Quase 17 meses depois a UCI finaliza o caso de André Cardoso. Entre um resultado anómalo, outro "atípico" e uma luta pela sua inocência - que o ciclista percebeu que seria desigual - o veredicto é de quatro anos de suspensão por, segundo o organismo, ter recorrido a EPO, ou Eritropoetina, a substância que marcou uma era negra da modalidade nos anos 90 (e não só). O tempo da sanção é o esperado, mas todo o processo levantou muitas dúvidas sobre a justiça, ou talvez a falta dela, das regras.
Uma rápida retrospectiva: André Cardoso é sujeito a um teste anti-doping a 18 de Junho de 2017, fora de competição, uma semana depois de ter terminado o Critérium du Daupuhiné na 19ª posição. Preparava-se para fazer a sua primeira Volta a França, no apoio a Alberto Contador, ao serviço da Trek-Segafredo, quando, quatro dias antes, a 27 de Junho, foi notificado do positivo por EPO, ou, mais concretamente, do resultado anómalo. Foi suspenso provisoriamente.
O ciclista defendeu desde logo a sua inocência, pedindo que fosse feita rapidamente a contra-análise para que o processo não se arrastasse. Mas o processo arrastou-se mesmo, já que o resultado dessa contra-análise não confirmou o da amostra A, mas também não o ilibou. O contrato com a equipa americana terminou no final de 2017, pelo que o ciclista ficou sem equipa. Agora, aos 34 anos, Cardoso terá de esperar até 27 de Junho de 2021 para regressar à competição, quando tiver quase 38 anos.
"O momento em que vi a UCI lutar contra mim com cinco especialistas e um grande advogado, foi o momento em que pensei: ok, se calhar isto é um mau sinal", disse Cardoso ao VeloNews, a 5 de Julho. Nesse dia, ao partilhar a entrevista no Facebook, escreveu: "No desporto não há uma luta justa contra o doping. Acima disso há sim, uma luta de conflito de interesses."
Apesar da contra-análise não ter confirmado o resultado do primeiro teste, ou seja, ter sido considerado um resultado "atípico", as regras da Agência Mundial Anti-Doping permitem que a UCI, no caso do ciclismo, possa prosseguir o processo contra o atleta. Para ficar impedida de o fazer, o resultado teria de sido classificado como negativo.
As regras abrem a porta para que o organismo possa socorrer-se do resultado do primeiro teste e eventualmente até pode nem precisar de nenhuma análise para sancionar um ciclista, se tiver testemunhas ou por admissão de culpa do atleta. O que não é o caso de Cardoso, nestas duas últimas hipóteses.
A UCI defendeu, segundo documentos citados pelo VeloNews, que entre a primeira análise e a contra-análise a presença de EPO dissipou-se nas amostras de André Cardoso.

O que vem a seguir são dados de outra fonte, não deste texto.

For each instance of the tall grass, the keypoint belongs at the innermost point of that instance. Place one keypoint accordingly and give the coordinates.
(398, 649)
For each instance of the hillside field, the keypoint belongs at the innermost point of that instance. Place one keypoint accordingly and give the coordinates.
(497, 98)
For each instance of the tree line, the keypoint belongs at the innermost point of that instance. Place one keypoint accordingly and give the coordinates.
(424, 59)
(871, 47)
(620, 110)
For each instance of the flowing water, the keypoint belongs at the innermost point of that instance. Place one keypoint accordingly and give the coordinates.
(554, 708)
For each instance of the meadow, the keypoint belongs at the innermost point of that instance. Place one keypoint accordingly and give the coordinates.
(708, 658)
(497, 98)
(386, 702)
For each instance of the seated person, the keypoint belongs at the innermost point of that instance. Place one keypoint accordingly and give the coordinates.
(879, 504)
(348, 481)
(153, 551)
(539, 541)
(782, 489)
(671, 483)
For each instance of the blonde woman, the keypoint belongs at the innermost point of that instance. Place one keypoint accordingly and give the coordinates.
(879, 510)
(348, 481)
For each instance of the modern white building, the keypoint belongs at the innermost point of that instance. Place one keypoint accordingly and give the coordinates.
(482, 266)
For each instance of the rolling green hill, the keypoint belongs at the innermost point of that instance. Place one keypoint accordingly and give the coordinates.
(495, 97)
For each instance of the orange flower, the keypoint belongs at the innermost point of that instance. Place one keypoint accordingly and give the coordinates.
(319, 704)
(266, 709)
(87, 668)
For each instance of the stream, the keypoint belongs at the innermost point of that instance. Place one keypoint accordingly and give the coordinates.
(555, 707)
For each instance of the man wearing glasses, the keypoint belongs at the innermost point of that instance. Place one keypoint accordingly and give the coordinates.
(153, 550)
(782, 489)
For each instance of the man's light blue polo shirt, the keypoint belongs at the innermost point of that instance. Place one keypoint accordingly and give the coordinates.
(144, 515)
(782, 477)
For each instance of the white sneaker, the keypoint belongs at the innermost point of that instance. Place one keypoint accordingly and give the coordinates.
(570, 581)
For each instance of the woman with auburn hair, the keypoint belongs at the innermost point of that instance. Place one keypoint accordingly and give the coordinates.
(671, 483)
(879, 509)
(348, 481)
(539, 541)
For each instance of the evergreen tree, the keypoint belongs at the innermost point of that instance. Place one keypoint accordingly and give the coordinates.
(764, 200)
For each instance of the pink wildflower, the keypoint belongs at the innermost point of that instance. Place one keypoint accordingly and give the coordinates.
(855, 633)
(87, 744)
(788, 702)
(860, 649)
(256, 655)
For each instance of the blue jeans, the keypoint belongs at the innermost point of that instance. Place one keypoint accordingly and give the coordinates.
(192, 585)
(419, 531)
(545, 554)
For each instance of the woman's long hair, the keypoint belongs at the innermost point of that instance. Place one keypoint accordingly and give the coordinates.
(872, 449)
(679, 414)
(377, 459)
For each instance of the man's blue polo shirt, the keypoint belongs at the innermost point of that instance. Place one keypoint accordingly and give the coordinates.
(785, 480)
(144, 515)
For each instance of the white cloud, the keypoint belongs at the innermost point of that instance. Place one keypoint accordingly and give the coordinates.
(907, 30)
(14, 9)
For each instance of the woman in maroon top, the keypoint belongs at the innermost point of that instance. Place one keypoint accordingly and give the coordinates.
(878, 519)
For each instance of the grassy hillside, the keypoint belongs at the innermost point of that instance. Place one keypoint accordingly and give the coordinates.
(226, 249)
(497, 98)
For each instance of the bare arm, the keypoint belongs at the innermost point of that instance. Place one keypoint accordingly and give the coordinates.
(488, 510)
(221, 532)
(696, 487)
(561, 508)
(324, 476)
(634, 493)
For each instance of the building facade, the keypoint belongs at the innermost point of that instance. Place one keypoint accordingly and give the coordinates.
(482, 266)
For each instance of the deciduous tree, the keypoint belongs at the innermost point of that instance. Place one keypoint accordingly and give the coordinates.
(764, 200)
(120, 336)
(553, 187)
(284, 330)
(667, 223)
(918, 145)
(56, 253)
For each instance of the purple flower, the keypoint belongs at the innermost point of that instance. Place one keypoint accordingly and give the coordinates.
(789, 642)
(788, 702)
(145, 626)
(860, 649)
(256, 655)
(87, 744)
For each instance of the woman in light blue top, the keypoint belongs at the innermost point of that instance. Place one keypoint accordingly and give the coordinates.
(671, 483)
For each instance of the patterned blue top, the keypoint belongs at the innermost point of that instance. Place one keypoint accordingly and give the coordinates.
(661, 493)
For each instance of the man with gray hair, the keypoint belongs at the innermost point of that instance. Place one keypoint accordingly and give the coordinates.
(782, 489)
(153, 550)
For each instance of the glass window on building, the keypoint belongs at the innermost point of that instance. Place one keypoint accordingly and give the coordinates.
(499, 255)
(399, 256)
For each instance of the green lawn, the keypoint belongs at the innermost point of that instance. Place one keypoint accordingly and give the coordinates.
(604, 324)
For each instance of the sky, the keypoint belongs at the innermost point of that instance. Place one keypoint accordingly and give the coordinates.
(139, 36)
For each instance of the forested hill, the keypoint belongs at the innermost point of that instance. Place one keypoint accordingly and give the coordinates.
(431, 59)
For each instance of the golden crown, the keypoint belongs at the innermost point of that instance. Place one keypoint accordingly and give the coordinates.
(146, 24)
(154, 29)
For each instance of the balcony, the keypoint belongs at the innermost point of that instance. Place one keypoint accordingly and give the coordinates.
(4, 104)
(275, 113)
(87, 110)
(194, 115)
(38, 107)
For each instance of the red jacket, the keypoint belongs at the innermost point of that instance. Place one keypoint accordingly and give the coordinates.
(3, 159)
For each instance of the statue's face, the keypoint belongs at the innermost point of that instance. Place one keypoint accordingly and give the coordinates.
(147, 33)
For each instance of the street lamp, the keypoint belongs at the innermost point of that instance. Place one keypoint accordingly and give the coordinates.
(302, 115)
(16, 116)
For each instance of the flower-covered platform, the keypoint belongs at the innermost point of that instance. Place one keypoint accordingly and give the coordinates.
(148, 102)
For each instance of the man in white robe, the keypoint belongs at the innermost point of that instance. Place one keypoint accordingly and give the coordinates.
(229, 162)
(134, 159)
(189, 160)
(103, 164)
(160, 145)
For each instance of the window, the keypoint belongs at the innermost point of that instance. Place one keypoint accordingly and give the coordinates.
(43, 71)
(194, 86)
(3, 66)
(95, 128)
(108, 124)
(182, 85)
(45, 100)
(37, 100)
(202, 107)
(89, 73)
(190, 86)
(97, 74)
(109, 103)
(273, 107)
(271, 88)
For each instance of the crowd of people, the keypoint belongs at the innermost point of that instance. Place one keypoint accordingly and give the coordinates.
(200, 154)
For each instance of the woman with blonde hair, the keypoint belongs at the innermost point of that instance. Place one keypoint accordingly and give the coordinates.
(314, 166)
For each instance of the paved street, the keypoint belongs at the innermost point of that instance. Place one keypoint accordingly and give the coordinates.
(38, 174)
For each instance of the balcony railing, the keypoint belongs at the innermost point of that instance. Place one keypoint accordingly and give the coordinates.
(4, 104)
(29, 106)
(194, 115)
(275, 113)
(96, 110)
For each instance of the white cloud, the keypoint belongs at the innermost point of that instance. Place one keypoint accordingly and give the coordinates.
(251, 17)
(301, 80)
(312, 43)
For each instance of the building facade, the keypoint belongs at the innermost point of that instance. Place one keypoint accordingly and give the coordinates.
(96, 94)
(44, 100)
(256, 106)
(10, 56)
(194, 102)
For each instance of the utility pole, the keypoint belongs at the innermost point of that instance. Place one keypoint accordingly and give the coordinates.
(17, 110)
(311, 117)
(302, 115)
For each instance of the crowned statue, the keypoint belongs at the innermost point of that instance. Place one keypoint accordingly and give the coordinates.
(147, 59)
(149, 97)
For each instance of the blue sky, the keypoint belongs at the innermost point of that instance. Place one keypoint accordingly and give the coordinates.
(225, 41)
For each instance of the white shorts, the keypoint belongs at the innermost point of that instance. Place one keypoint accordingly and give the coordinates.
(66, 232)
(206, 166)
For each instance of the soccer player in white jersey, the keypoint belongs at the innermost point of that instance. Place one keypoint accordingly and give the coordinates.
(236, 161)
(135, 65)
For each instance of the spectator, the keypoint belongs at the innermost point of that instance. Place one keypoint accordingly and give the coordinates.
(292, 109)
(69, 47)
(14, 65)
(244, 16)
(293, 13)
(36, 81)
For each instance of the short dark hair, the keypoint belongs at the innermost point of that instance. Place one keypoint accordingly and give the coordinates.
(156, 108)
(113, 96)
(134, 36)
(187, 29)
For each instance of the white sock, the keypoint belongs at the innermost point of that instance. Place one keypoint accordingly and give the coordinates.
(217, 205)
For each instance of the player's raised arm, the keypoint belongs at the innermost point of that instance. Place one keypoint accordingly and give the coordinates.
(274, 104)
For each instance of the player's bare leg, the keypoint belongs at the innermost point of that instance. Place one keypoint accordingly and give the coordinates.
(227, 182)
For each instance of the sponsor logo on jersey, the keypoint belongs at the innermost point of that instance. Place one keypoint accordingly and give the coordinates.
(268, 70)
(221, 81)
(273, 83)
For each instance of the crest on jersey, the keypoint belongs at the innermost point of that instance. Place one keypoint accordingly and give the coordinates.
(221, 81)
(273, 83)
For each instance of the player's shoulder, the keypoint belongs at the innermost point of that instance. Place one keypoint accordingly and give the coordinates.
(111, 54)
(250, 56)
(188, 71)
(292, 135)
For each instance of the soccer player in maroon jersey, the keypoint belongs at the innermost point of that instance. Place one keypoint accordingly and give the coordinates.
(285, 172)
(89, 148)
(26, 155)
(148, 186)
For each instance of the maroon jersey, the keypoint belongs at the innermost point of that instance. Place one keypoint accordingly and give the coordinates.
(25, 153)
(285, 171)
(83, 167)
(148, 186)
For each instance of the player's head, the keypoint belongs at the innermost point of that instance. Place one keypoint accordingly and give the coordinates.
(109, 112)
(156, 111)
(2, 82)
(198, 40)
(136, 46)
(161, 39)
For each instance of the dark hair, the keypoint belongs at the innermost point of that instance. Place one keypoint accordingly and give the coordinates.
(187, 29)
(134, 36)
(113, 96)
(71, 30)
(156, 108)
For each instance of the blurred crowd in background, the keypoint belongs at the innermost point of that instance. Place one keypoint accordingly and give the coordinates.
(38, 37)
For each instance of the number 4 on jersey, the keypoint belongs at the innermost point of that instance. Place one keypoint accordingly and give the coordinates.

O ciclista de Gondomar fez-se representar por um advogado neste longo processo, mas a demora na resolução do caso e perante o resultado da contra-análise, o que aconteceu com o português acabou por se tornar em mais um exemplo da diferença de tratamentos entre ciclistas que são apanhados nas malhas da suspeita de doping. Principalmente na diferença de estatuto e poderio monetário.
À cabeça virá durante muito tempo o recente caso de Chris Froome. A batalha legal que se seguiu ao positivo por salbutamol foi feroz, numa equipa com poder económico para o fazer. Apesar de acusar muito mais do que outros ciclistas, como Diego Ulissi, por exemplo, Froome conseguiu que com a sua defesa, com a ajuda de estudos sobre a substância e da forma como é tratada neste tipo de testes, o seu caso fosse arquivado sem que recebesse qualquer sanção.
"Acho que isto já não é sobre doping. Agora sinto que é mais política. A UCI sabe que não sou uma estrela, que não sou milionário. Não tenho muito dinheiro para lutar. Eles não querem dizer que 'talvez o laboratório tenha cometido um erro' porque é mais fácil colocar-me fora do desporto", disse na citada entrevista.
E o dinheiro é um factor de diferenciação, pois logo naquela entrevista o ciclista disse que não teria capacidade financeira para recorrer ao Tribunal Arbitral do Desporto.
André Cardoso não deixou as bicicletas. É guia e até ao dia em que foi suspenso provisoriamente, era um trepador de respeito no pelotão World Tour. Tinha sete grandes voltas no currículo, todas pela equipa da Cannondale. Faltava-lhe a Volta a França e a Trek-Segafredo contratou o português como potencial gregário para Alberto Contador. O sonho estava prestes a concretizar-se.
Tudo termina com quatro anos de suspensão - tem sido o normal em casos que envolvem EPO -, conhecida 17 meses depois do anúncio da primeira análise.